Kingston poet Jason Heroux contributes just one story, the longest of all considered here. Mixed in with banal details of our unnamed narrator’s life--his eight years at Harvey’s, his high school friend’s gig as a masseuse, trips to the dentist and a strip club--"Hello in There" details his wheelchair-bound friend Ray’s efforts to end his own unhappy life. Unusually, there is actual story arc here: will Ray succeed? Are his increasingly paranoid ramblings simply medication-fuelled, or something more? Will the narrator ever hitch up his socks and move on? A nice effort that would read better at two-thirds the length.

The Vagrant Review of New Fiction, a collection of 15 new Atlantic writers, one story, each, is perforce the most varied, and uneven, of these collections.

There are some fairly obvious, one dimensional entries, including "The White Rose Barbeque" (Brent White), a picture-perfect Reader’s Digest tale of farmers and country fairs and heritage moments; "Goin’ Back to Blue Rocks" (Rhian Calcott), wherein a damaged, lower-class kid works up the gumption to leave the big city and set things right with his abusive stepfather; and "About Face" (Russell Barton), about 1950s-era schoolboys plotting against their strict, Hitleresque master.

A good majority of the stories are successful, to a point. "You, Jane" (Joanne Jefferson), as an example, a story of lesbian awakening in an academic setting that’s both genuine and a little banal, insofar as the frisson of forbidden passion no longer attaches in our enlightened times. Similar, and similarly affecting, is "Pardon-speaking Blood" (Michelle Butler Hallett), whose obvious good-heartedness allows it to climb partially over its no-longer-scandalous take on Salvation Army good works and unwed mothers.

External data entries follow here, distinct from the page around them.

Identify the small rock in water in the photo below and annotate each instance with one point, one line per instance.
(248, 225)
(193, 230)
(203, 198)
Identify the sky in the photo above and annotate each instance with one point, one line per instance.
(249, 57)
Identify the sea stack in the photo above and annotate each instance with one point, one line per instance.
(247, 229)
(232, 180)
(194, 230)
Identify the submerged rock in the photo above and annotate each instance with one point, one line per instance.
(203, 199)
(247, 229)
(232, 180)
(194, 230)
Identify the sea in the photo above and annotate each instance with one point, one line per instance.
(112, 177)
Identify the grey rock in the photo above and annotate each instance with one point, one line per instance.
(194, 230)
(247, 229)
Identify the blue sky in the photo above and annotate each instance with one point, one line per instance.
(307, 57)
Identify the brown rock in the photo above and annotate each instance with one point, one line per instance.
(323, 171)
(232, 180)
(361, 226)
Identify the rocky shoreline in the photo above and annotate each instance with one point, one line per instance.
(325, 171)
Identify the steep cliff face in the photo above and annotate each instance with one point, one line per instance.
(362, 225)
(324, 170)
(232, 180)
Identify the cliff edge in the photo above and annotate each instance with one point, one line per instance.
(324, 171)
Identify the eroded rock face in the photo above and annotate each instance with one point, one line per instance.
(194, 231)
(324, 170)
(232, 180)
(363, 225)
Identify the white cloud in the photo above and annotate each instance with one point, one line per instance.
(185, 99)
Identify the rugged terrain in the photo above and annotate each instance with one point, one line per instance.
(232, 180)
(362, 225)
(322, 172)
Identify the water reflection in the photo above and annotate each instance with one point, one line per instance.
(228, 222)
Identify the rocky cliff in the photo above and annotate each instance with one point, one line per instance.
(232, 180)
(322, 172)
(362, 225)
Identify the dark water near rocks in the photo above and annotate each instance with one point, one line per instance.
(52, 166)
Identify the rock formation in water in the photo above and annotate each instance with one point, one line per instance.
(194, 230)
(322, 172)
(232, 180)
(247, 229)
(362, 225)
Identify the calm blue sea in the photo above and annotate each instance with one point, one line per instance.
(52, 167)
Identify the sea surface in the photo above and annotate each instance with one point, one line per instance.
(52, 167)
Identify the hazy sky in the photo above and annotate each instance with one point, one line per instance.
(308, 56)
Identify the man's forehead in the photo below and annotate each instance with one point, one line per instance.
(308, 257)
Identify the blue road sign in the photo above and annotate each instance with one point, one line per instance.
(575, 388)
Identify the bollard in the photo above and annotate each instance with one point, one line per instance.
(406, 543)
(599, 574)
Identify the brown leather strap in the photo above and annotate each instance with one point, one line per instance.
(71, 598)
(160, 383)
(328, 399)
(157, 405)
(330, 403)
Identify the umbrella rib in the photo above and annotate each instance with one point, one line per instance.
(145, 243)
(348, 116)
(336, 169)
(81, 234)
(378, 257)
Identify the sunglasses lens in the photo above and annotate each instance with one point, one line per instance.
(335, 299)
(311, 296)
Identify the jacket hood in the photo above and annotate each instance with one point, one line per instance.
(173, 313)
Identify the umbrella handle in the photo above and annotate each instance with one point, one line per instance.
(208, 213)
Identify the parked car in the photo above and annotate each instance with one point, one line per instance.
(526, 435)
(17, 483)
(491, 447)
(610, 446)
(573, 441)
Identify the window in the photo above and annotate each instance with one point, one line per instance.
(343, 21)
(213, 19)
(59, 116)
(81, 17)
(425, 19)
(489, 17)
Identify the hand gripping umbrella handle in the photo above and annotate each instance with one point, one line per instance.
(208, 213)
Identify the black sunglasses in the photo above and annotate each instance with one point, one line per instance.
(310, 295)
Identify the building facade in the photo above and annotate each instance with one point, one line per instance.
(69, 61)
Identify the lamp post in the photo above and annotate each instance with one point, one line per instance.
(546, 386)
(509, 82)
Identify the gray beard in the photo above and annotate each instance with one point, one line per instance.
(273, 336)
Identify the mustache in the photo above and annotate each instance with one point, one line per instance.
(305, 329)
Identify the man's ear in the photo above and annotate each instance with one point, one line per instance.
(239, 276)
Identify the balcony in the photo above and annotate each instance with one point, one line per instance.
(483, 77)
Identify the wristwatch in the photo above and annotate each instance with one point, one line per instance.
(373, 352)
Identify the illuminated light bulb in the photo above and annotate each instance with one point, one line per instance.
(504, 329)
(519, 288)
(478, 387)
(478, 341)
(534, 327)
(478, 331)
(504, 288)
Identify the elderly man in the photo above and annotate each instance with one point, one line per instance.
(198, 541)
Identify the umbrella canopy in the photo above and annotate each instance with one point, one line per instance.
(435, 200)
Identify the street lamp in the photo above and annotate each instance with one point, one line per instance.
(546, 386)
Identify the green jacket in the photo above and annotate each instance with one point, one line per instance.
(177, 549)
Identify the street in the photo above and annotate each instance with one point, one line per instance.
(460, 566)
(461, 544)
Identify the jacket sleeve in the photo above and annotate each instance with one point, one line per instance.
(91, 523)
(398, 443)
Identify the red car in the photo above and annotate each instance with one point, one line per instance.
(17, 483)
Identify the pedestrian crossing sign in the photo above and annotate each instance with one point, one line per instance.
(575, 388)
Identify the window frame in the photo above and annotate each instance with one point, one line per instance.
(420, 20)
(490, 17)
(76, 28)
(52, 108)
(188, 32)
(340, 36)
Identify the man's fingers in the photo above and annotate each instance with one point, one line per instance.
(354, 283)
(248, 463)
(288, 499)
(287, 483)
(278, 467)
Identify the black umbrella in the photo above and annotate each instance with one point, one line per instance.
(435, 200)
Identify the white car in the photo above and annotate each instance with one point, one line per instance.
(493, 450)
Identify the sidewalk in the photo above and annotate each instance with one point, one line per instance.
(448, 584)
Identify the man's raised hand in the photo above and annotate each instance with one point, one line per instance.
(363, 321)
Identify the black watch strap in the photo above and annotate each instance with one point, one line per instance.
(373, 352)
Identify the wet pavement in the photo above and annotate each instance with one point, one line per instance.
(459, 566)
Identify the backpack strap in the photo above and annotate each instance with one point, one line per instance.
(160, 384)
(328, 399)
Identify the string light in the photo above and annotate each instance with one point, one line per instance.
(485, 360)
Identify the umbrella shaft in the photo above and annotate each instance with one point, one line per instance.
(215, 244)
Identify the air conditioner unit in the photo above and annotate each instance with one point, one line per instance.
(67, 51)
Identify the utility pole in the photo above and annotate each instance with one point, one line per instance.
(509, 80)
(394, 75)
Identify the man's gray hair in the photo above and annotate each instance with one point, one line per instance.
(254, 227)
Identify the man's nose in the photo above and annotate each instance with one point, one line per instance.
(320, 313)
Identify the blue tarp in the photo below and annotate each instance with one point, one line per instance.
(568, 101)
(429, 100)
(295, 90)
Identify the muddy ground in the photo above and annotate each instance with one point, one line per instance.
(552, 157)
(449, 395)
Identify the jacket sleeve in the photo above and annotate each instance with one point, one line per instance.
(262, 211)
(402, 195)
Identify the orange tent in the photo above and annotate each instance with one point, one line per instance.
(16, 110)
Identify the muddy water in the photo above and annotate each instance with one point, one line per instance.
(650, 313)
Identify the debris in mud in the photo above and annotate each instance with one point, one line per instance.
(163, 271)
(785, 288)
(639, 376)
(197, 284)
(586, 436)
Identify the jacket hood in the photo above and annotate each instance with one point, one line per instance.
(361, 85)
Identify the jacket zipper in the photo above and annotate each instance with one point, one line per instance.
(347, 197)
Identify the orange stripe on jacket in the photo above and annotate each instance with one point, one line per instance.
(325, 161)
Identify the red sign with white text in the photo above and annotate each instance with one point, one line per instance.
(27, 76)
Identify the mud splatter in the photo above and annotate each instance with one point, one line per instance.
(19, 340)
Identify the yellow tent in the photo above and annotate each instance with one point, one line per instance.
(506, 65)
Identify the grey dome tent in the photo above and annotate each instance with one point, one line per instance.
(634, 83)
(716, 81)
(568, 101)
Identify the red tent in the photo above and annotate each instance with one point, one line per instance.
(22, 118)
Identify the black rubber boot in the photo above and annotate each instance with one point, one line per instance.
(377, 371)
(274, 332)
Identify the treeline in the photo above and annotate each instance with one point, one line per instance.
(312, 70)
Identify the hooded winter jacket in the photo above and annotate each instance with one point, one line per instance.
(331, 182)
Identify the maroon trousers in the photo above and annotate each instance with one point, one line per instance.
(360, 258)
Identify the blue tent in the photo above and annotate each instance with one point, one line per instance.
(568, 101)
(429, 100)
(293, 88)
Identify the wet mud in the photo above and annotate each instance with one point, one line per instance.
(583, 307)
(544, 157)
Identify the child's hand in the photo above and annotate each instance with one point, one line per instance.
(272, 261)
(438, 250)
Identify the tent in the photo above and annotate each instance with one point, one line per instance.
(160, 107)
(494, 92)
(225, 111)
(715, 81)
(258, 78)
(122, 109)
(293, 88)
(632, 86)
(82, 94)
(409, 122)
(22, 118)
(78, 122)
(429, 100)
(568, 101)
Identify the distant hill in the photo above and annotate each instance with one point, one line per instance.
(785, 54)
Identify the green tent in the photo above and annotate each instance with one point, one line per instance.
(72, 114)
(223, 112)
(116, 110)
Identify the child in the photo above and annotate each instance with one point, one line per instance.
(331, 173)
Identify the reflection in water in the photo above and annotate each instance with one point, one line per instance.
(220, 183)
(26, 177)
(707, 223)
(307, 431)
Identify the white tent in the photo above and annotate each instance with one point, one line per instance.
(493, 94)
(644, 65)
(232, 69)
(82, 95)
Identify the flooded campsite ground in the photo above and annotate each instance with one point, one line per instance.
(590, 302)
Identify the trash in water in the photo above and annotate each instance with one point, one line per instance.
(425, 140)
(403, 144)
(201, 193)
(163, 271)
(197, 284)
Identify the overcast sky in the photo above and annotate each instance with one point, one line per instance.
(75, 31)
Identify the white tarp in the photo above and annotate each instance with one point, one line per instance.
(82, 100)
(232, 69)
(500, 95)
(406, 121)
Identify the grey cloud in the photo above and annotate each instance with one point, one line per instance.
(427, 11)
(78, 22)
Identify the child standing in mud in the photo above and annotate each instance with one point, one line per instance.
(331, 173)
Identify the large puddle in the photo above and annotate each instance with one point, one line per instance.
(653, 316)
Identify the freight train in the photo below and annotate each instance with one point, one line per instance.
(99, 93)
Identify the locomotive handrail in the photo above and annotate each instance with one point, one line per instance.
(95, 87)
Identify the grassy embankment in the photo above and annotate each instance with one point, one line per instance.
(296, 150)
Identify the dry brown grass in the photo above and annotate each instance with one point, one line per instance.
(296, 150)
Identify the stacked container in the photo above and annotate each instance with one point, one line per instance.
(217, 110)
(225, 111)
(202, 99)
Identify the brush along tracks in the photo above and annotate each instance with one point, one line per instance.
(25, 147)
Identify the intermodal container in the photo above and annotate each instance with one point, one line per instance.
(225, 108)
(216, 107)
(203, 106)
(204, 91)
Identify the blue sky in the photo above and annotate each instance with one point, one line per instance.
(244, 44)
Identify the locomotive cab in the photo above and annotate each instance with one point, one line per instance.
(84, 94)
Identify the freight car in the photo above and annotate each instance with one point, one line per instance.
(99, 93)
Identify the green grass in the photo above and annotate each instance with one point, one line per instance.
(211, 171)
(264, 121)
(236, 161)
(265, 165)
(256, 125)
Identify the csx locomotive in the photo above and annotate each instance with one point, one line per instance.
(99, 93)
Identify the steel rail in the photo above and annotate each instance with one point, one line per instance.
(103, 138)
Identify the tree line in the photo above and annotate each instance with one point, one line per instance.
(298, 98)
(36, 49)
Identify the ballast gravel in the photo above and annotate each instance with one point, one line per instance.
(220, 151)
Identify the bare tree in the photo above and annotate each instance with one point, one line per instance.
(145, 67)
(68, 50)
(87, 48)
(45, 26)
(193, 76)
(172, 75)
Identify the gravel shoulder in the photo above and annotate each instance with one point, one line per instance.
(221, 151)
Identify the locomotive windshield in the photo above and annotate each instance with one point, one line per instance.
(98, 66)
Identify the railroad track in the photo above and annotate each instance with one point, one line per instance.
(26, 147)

A couple of stories stand out. "Why Do Birds?" (Lee D. Thompson), a Hitchcockian tale of a woman with an ever-present personal flock of birds, is, if a little unfinished, still legitimately discomfiting. And "I Like to Hold Your Hand", a first effort by university student Nina Lassam, who uses the Rashomon device to take two looks at death, both from the point of view of a dying father, and of a daughter who we learn he doesn’t really know.

One mustn’t infer too boldly from small samples, of course, and yet it’s the mind’s tendency to impose order on a random universe. So: Canadian short story writers are teachers, moonlighting poets and get more female as we move east. They care more about impressing than entertaining; as for instructing, the jury is out. Canada is fine as setting, but not as subject, at least not in the CBC-approved, telling-our-own-stories-to-ourselves kind of way. Tranche-de-vie is a de rigueur buzzword; but third act, denouement, coda--not so much.

Protagonists tend to be heterosexual, sick, angsty, mistrustful of the urban environment, unhappy, working class, and insufficiently sexed. They don’t fly to the moon, spy for Her Majesty’s government, play professional sports, or kill their spouse for the insurance money. Of elderly people, we do not speak. Visible minorities? None today, thanks.

Returning to Ms. Munro, I think it’s fair to say that her sleep shouldn’t be unduly troubled, though with the right care and feeding some of the writers here--I’d nominate Booker and Brown, at a minimum--might eventually have a shot at becoming canonical.

Torontonian Paul Duder was born in Japan, and feels that that culture--all cultures, really--would benefit from a higher class of masturbatory fodder.